The Organization Designation Authorization program, or ODA, was based on an odd bureaucratic hybrid. There would be an ODA “holder,” the company applying to the FAA to certify its new aircraft can carry passengers — in this case, Boeing. Then there would be an ODA “unit,” made up of Boeing employees authorized to do some of the FAA’s certification work.

There was supposed to be a wall between the two. One was Boeing, the applicant; the other was Boeing, the FAA’s agent.

But in the years preceding the Oct. 29 Lion Air crash in Indonesia and the March 10 crash of a 737 Max 8 in Ethi­o­pia, the Transportation Department’s internal watchdog repeatedly pointed to flaws in the ODA system.

An internal report from the department’s Office of Inspector General in 2012 said its investigators interviewed front-line FAA safety officials who pointed to potential conflicts of interest. They said FAA managers were being judged on their “delivery of airplanes . . . which may conflict with advocating FAA’s position” on safety.

Investigators found evidence to back up internal allegations that key FAA managers “have not always supported . . . employee efforts to hold Boeing accountable.” They also pointed to concerns about a lack of transparency and “management having too close a relationship with Boeing officials.”

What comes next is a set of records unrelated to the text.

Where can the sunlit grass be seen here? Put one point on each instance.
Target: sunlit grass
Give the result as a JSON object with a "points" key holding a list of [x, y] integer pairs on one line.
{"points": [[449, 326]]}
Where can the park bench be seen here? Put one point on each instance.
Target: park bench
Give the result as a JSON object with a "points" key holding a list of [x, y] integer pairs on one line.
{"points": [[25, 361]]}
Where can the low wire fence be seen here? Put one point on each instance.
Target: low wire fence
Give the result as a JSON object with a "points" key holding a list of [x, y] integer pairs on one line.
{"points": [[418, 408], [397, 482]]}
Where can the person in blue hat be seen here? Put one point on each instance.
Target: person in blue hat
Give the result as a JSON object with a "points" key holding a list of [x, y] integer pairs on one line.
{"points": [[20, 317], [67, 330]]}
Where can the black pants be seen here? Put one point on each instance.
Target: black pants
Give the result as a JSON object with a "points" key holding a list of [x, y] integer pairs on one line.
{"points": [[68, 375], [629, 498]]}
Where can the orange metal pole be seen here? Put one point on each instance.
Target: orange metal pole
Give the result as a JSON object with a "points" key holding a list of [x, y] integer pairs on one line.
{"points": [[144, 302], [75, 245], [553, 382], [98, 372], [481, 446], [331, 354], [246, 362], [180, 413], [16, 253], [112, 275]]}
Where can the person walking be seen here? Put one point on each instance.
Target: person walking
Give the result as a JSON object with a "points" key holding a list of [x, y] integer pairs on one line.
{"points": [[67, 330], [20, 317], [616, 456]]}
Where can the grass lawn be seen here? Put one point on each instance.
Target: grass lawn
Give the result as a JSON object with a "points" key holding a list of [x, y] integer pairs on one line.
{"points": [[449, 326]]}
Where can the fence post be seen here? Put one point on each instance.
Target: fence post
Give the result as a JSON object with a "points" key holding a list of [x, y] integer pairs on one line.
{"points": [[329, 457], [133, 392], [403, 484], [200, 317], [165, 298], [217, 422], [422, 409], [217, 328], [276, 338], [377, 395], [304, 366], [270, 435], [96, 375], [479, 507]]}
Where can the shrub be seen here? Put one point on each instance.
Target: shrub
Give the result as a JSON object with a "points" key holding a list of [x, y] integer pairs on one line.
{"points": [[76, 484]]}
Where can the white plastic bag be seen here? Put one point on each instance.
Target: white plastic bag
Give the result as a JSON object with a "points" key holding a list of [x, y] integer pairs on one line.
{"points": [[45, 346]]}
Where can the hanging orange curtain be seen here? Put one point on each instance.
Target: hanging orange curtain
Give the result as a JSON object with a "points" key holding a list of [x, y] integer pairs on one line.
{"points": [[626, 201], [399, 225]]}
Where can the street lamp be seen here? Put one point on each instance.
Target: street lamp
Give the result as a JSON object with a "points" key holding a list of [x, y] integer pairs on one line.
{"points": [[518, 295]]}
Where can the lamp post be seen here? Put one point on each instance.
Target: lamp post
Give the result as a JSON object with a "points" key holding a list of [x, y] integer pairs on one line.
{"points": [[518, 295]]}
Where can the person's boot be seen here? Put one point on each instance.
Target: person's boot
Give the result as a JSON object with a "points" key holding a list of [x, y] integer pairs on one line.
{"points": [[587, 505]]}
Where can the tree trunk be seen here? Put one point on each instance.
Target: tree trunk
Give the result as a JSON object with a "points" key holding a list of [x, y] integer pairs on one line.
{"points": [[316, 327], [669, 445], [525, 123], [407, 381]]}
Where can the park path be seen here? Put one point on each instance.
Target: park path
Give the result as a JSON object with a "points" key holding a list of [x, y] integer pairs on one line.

The inspector general’s audits in years since have continued to raise concerns, even as Boeing and others in the aviation industry continued to push to take a bigger role.

After the Ethio­pian Airlines crash, the FAA said its “aircraft certification processes are well-established and have consistently produced safe aircraft designs.” The 737 Max planes — which are grounded worldwide — followed the “standard” process, the agency said.

Boeing said the planes followed “the identical FAA requirements and processes” that governed previous planes.